In 1973 he opened the Pernel Jones Funeral Home at 7204 Cedar, buying the old Cummings & Davis location when the latter business expanded to East Cleveland. At first the young family lived on 106th & St Clair. 

That first year was l-e-a-n. Pernel Jr. remembering the business handled only one funeral that first year. Fortunately, Mom was a schoolteacher, so the family was not devoid of income. Throughout the 1980s Jones worked as a bailiff in Cuyahoga County Probate Court until his growing business demanded he retire. 

A staunch Republican, the senior Jones ran for city council more than once, but was never able to break out of the partisan straitjacket.

Meanwhile, Pernel Sr. worked diligently to make himself a part of the Cleveland community, charting a path that eventually led him to serve on more than 25 boards and charitable organizations, including the City of Cleveland Civil Service Commission, the Hough Salvation Army Advisory Board, the Ohio Board of Embalmers and Funeral Directors, Cleveland Big Brothers & Big Sisters and the Cuyahoga County Republican Party. He also joined the Masonic Rising Heights Lodge and was a trustee and founding member of the New Second Metropolitan Baptist Church under the leadership of the late Rev Thomas Almond.


A plan brought to life

Jones juxtaposed family, work, and community to create a vibrant life in his new hometown. A kind man with strong principles, building his business was never  just about making money. His dream was to build a funeral home so substantial as to take up an entire city block. And bit by bit he accomplished it. Acquiring vacant parcels along Cedar Ave. whenever they became available, Jones eventually captured the entire block from East 71st to East 73rd. He was regularly rejected by the city’s commercial banks until Mayor Mike White brought First Merit to the table. A million dollar project suddenly became possible with the aid of a $600,000 loan, which Jones repaid in ten years. The block long Pernel Jones Funeral Home opened in its new facility in 1998.

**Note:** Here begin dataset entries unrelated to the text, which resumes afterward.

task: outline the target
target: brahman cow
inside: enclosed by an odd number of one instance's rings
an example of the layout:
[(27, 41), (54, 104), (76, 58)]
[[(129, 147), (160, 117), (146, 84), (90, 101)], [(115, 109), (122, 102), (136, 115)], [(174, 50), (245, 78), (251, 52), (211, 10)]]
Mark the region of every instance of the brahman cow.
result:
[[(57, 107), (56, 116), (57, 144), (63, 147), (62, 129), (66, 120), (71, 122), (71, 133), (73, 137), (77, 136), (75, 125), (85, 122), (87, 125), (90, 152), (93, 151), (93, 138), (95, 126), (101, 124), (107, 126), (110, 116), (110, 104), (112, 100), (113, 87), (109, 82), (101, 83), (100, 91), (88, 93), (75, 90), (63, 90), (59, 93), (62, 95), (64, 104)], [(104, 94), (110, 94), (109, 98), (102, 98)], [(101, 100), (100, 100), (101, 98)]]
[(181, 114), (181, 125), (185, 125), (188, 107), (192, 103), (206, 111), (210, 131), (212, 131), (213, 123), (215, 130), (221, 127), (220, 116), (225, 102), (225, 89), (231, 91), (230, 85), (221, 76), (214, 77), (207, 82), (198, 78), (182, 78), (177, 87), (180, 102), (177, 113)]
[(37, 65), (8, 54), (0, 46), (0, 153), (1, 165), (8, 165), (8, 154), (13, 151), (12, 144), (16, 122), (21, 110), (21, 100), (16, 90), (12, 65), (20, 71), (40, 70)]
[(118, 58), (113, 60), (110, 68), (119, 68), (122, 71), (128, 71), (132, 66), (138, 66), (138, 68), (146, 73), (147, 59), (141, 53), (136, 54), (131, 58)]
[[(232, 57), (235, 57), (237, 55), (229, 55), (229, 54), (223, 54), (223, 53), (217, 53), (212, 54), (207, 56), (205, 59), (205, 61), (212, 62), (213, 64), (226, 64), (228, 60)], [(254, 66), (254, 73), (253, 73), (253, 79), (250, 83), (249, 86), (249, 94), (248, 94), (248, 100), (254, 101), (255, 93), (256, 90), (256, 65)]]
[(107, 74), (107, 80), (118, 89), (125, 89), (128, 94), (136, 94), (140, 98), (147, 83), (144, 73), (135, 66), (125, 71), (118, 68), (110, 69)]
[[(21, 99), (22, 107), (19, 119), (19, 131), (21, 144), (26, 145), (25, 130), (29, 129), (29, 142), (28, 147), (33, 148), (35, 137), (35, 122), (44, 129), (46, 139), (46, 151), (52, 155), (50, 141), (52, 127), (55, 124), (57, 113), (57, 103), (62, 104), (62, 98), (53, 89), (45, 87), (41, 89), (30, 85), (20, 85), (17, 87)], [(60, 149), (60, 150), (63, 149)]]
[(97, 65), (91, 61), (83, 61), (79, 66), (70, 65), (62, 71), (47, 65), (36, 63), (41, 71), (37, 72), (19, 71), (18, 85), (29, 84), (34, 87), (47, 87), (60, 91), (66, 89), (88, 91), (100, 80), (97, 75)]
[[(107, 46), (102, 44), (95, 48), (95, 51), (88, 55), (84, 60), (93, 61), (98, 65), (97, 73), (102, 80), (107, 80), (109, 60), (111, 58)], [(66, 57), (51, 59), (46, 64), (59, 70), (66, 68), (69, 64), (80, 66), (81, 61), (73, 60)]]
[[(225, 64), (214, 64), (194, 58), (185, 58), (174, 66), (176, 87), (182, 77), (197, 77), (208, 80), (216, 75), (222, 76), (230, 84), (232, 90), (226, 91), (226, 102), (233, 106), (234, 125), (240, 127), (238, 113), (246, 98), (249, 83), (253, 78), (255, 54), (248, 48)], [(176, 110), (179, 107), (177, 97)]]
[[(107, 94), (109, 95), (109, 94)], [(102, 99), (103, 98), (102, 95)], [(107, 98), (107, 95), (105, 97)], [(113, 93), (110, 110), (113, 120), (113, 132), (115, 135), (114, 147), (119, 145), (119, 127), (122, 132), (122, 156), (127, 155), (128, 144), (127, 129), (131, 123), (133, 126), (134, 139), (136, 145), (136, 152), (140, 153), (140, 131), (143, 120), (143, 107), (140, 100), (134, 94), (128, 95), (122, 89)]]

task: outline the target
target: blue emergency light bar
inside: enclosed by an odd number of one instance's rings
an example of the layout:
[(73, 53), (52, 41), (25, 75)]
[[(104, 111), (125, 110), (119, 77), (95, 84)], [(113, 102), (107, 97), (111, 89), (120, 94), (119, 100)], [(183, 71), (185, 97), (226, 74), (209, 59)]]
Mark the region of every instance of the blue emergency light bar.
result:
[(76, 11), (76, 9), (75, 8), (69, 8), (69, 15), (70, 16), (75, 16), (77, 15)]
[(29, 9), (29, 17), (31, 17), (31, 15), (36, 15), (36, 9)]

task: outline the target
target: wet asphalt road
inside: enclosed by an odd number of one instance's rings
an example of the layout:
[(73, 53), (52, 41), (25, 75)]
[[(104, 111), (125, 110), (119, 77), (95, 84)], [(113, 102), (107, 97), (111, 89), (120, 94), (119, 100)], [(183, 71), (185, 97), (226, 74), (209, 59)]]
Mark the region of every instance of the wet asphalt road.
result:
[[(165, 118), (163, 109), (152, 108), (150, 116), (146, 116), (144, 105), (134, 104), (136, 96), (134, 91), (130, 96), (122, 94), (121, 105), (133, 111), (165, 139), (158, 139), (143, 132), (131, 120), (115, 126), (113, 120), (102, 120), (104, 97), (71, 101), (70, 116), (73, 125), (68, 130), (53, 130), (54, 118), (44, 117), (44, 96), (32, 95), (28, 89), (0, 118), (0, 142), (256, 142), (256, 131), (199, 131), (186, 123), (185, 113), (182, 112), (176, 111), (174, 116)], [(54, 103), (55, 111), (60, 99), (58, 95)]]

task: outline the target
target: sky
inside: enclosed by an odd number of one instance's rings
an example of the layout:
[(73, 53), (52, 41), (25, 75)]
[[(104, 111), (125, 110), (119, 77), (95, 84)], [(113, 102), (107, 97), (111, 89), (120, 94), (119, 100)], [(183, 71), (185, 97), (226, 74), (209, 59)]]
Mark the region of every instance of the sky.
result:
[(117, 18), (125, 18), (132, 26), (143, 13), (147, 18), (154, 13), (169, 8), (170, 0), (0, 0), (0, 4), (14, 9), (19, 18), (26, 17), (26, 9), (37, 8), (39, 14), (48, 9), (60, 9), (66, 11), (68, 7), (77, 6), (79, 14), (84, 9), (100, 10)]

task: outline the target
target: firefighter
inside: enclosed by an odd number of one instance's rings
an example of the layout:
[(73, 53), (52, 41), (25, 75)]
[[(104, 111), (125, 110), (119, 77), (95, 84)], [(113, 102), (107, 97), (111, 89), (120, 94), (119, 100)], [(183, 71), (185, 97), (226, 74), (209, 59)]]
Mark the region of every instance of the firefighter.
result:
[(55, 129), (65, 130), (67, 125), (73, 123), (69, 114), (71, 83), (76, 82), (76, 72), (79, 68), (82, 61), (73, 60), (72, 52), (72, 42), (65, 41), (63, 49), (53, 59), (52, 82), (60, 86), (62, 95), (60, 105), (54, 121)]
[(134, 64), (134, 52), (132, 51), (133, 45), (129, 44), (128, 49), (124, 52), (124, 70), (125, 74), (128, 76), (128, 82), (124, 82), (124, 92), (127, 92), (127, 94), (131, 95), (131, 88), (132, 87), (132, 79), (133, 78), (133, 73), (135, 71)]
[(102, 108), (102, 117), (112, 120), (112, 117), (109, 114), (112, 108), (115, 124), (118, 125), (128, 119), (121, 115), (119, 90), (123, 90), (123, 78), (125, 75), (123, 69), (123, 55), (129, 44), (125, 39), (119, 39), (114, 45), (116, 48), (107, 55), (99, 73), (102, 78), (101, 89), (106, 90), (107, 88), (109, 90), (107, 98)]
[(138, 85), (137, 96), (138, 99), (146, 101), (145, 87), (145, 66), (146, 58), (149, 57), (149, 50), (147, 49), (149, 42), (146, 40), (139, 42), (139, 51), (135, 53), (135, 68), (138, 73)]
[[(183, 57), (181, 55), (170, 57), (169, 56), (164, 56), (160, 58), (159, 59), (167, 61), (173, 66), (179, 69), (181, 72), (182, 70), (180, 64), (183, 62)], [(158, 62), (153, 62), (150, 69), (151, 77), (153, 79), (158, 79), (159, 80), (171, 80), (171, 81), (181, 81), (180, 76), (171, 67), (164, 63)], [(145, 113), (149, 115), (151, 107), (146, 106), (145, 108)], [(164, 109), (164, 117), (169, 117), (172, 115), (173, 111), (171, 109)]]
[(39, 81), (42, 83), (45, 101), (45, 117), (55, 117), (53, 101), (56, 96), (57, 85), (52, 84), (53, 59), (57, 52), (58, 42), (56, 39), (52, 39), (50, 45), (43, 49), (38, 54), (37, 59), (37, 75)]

Jones never allowed his growing business to interfere with being a father to his two sons. It was his nurturing that brought his two sons into the business and Pernel proudly changed the name to The Pernel Jones & Sons Funeral Home as a lasting legacy for his family. The sons, who learned the difference between Dad at home and the boss on the job, affectionately called him “Mr. Jones” while at work.

Jones was preceded in death by his parents, Viola and Marshall Jones, and siblings Ella, Freddy, Paul and Maceo Jones.

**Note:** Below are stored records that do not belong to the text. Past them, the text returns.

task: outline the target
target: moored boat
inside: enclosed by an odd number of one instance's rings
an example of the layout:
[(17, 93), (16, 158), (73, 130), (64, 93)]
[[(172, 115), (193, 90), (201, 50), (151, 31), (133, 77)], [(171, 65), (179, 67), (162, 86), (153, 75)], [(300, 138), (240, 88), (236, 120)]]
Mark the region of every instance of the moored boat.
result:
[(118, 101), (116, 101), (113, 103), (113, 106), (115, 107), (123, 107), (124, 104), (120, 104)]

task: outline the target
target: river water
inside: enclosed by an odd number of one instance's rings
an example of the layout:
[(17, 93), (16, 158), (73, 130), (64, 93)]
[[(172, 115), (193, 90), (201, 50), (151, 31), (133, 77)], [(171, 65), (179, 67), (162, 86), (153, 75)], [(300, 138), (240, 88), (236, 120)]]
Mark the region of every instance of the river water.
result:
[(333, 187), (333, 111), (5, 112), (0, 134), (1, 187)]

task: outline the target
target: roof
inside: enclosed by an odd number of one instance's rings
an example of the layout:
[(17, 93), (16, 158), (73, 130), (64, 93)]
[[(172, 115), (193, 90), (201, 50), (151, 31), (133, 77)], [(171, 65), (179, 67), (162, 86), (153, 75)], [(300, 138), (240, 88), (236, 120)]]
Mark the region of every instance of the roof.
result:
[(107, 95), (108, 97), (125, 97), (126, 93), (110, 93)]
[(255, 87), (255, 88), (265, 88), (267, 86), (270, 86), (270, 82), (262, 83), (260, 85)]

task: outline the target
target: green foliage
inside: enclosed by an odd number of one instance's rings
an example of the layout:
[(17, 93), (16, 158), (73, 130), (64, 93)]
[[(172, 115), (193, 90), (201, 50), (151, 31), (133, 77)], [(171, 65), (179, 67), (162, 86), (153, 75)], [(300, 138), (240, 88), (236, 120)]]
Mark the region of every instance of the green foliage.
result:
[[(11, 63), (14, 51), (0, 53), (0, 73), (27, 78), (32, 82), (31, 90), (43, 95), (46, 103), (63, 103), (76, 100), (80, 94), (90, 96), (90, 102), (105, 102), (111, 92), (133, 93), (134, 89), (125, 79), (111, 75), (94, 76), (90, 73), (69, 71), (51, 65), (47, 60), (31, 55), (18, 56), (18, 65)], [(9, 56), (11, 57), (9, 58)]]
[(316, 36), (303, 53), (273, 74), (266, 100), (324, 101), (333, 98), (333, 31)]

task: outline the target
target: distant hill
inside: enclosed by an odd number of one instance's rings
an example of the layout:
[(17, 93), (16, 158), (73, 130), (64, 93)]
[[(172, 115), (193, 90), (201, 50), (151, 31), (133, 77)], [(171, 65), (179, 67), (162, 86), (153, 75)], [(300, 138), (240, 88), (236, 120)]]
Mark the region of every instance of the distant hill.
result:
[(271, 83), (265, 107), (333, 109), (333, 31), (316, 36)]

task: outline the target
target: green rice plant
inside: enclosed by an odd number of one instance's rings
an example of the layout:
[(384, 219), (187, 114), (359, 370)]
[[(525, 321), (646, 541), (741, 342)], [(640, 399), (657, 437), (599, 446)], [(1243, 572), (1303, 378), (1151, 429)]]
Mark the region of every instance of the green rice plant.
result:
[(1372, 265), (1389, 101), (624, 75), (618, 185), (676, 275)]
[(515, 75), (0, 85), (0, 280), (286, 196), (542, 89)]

He leaves to mourn two sons, Cuyahoga County Councilman Pernel (Tammy) Jones Jr and Michael David Jones; two brothers, Marshall Jones Jr [Gloria] and Warren Jones; three sisters, Vivian Jones, Joyce Jones and Brenda Jones; and a host of nieces, nephews, great-nieces, great-nephews, other relatives and friends. 

The funeral service will be held Wednesday, October 21 at 10:30AM at Mt. Sinai Baptist Church, 7501 Woodland Ave. [44104]. There will be a public viewing at the funeral home, 7120 Cedar Ave., on Monday, Oct. 19 from 3-7PM, and a wake on Tuesday, Oct. 2o from 5-7PM at Mt. Sinai Baptist Church.